Thanks for sharing the insight... This being HN, it doesn't necessarily read to me like a disadvantage for QUIC the protocol as much as an opportunity for someone to come up with a way to do hardware-assisted QUIC in the networking interface...

codetrotter · on March 24, 2019

My first thought as well. So much so that I fully expect that we are going to see multiple companies pop up in the coming next few years that will take a shot a making said hardware.

the8472 · on March 24, 2019

> and sends it 1500b at a time

sendmmsg (or the upcoming io_uring) let you send multiple UDP packets with a single syscall.

codys · on March 24, 2019

While this is useful, I don't think it would completely resolve the noted "tons of send syscalls" issue. QUIC performs it's own flow control and I don't think it can just send all the packers composing a file at once (all the time, at least)

the8472 · on March 24, 2019

If your server handles many connections simultanously you can still bundle a lot of packets in a single sendmmsg syscall, it can dispatch to a different destination address for each packet.

drewg123 · on March 24, 2019

But I think each of these UDP packets will still travel separately from the syscall layer to the NIC (eg, no TSO). So you're still a factor of 40 or so behind TCP + TSO

Matthias247 · on March 24, 2019

I think in general I agree. However the overhead numbers are exaggerated, and we should be fair with that. E.g. it was already mentioned that multiple UDP packets can be transmitted via a single syscall, and reasonable implementations can make use of it. I haven't read the Quic spec (yet), so I don't know how much data can be aggregated without waiting for ACKs or interleaving other data - but if it's anything comparable to HTTP/2 then it should be configurable and support >= 64kB chunks.
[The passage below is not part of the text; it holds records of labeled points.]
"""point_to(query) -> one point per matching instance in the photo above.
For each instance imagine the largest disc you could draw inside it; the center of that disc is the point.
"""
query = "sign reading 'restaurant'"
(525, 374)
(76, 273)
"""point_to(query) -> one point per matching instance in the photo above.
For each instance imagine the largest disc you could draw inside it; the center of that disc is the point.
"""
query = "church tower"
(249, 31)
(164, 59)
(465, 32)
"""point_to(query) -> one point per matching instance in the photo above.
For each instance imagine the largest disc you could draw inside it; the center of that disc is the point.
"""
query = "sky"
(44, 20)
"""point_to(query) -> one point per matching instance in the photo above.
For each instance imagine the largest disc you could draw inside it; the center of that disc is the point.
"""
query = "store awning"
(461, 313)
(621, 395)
I also don't think a QUIC server would read the whole file into user-space at once - that's just a giant memory waste. Rather it would be streamed and chunks would get encrypted. That process requires of course an extra copy (likely even two for the unencrypted and encrypted version), but that's the same for all user-space file serving and encryption options and nothing new due to QUIC. For KTLS it would need to get investigated whether the kernel solution doesn't also perform a copy somewhere (I honestly don't know).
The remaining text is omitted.